Il tifo violento in Italia. Teppismo calcistico e ordine pubblico negli stadi (1947-2020) Milazzo Fabio - Franco Angeli, 2022 - La Società It. Moderna E Contemp.-Sez. 1
Invasioni di campo, sassaiole, aggressioni alle terne arbitrali e ai giocatori, scontri tra tifosi. Intemperanze e violenze hanno accompagnato il calcio fin dalle sue origini, ma è nell'Italia del secondo dopoguerra che il fenomeno va incontro a una svolta. Non soltanto si registra un incremento degli episodi, ma progressivamente cambiano anche le cause e le tipologie di incidenti che, sempre più spesso, coinvolgono le opposte tifoserie. Complice l'attenzione mediatica data al fenomeno, a una prima fase di relativa tolleranza, fa seguito un diffuso e progressivo allarme sociale, in buona misura legato all'avvento del tifo estremo. Con gli ultrà gli scontri si moltiplicano, da episodici e legati all'andamento della gara assumono una veste rituale e diventano un criterio per stabilire la supremazia tra i gruppi. La risposta dello Stato, tardiva e improntata a una legislazione di carattere repressivo ed emergenziale, determina ulteriori evoluzioni nel teppismo calcistico. La presente indagine si propone di indagare tali questioni e di presentarli in una ricostruzione storica d'insieme che copre l'arco di tempo compreso tra il secondo dopoguerra e il primo ventennio del nuovo millennio.

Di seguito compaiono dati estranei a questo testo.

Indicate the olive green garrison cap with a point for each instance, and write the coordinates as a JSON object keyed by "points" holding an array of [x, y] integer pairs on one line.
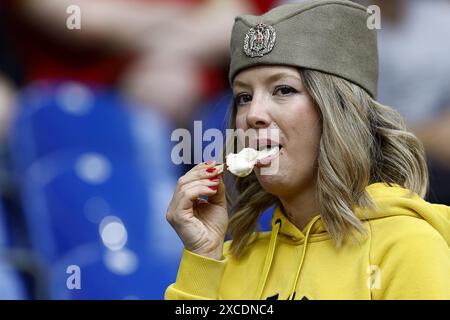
{"points": [[329, 36]]}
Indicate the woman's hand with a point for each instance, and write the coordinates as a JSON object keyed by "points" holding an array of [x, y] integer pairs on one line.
{"points": [[201, 224]]}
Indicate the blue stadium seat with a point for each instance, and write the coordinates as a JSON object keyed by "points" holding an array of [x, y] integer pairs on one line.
{"points": [[11, 284], [56, 116], [94, 192]]}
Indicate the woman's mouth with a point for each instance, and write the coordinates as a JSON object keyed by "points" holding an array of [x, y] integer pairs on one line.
{"points": [[267, 154]]}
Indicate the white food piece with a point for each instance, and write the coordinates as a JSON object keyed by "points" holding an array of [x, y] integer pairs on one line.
{"points": [[241, 164], [268, 152]]}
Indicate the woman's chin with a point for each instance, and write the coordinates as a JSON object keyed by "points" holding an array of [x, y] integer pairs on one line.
{"points": [[271, 183]]}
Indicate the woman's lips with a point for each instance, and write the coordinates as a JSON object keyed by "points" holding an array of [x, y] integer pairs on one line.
{"points": [[265, 161]]}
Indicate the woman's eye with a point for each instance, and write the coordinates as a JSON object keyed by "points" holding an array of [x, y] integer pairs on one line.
{"points": [[242, 99], [284, 90]]}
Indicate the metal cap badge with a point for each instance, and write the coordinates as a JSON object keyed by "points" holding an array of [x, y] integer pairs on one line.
{"points": [[259, 40]]}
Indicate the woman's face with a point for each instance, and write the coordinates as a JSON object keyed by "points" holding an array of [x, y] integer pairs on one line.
{"points": [[273, 98]]}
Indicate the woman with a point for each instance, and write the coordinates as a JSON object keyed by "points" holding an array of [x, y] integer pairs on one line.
{"points": [[350, 219]]}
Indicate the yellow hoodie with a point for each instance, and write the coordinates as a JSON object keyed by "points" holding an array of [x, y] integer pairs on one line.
{"points": [[406, 255]]}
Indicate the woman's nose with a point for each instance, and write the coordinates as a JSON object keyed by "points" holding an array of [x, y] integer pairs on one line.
{"points": [[258, 115]]}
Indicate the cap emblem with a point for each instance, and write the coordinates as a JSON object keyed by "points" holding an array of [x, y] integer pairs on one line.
{"points": [[259, 40]]}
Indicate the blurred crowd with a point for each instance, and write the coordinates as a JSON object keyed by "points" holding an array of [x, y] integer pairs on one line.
{"points": [[86, 117]]}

La retorica della storia. Hayden White e la svolta linguistica nella seconda metà del Novecento Milazzo Fabio - Franco Angeli, 2025 - Temi Di Storia
Fin dal suo apparire, nel 1973, Metahistory: The Historical Imagination in Nineteenth-century Europe di Hayden White è stata considerata un'opera eversiva e il suo autore uno scettico relativista interessato a demolire la scientificità degli studi storici. Entrambi sono però espressione di un movimento culturale più ampio e contraddittorio, il linguistic turn, che investe la storia - e più in generale le discipline umanistiche - nella seconda metà del Novecento. In nome della centralità del linguaggio nella costruzione della realtà, e dunque anche dei significati storici, nelle sue versioni più radicali, il movimento ha messo in discussione la possibilità stessa di conoscere il passato. Muovendo dal percorso di Hayden White, uno storico del medioevo che a un certo punto si fa sempre più critico verso la propria disciplina, il libro ricostruisce l'orizzonte culturale e la genealogia del dibattito che ha coinvolto la comunità degli storici, collocando la svolta linguistica nel quadro più ampio del postmoderno e della sua presa di distanza rispetto ai valori associati alla modernità. Si delinea così un movimento tutt'altro che omogeneo ma in grado di segnare in profondità la riflessione storiografica a cavallo del nuovo millennio.